A spokesperson for the Greater Toronto Airports Authority said Toronto's Pearson International Airport had prepared for the storm and has extra staff on standby.
"Winter weather is a reality of life in Canada, and just as any number of services may be affected across the province of Ontario, passengers should be aware that the storm may impact their travel plans into and out of Pearson," said Ryan White.
Air Canada delayed or cancelled more than 100 flights — or about 23 per cent — by Wednesday afternoon, as the storm became stronger. WestJet had rescheduled or cancelled nearly a third of its trips, an online flight tracking system called FlightAware stated.
FlightAware also listed about 2,200 flights in the United States that were cancelled as of early Wednesday afternoon.
Hydro One said it was prepared to respond to power outages resulting from the storm.
In Toronto, the city's transit operator said it was preparing for the storm by bringing in extra operators and vehicles. The Toronto Transit Commission also said 41 bus stops would be out of service starting Wednesday evening "until further notice."
The City of Toronto said it was opening three warming centres during the storm.
Coulson, of Environment Canada, said the storm was the second major blast of winter the province was seeing since a winter system hit Ontario around Christmas.
"There's actually been a few other snowfalls between those two events but certainly (these two storms) bookend the winter so far," he said.
Coulson said the "bounce back" to milder temperatures on Sunday for southern Ontario has become the theme for this winter season.
"It has been a milder than normal winter for much of the province of Ontario overall," he said.

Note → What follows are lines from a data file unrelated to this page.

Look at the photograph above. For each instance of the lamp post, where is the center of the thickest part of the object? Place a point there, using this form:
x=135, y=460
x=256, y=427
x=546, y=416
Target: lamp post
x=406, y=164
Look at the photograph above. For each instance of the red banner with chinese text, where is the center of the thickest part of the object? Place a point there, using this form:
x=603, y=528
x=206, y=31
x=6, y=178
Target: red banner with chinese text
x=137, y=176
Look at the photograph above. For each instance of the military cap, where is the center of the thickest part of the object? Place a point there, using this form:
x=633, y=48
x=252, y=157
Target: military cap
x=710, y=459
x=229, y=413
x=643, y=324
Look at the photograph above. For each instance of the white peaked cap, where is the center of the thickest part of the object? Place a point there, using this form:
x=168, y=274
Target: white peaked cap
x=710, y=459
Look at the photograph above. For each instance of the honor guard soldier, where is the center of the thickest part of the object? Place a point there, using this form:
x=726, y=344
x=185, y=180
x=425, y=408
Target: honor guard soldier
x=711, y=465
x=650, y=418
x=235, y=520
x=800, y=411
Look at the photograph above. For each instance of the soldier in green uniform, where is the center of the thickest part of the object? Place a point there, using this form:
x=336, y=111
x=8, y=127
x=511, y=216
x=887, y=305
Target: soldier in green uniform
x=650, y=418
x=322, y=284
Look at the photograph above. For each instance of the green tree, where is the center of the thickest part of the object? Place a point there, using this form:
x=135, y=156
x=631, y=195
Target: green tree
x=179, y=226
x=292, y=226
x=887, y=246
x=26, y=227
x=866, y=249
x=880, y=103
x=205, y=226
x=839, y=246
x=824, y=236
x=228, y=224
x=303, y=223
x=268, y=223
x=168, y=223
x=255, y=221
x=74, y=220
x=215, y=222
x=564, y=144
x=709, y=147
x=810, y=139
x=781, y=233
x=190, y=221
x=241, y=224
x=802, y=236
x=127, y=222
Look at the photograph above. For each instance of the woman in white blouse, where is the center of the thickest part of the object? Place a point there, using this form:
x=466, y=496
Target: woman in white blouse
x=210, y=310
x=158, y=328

"I believe back in 2015 (or) 2016, we had a number of winter months that were milder than normal so it's not unheard of for something like this to happen, but certainly it only happens from time to time."
Last week on Feb. 15, for example, he said the province broke a record of 12.2 C set in 1954 when temperatures rose to about 14 C.
Coulson said there's isn't one specific reason why winter has been so mild in Ontario.
"It's going to be something climatologists and research meteorologists will be looking at in the months ahead."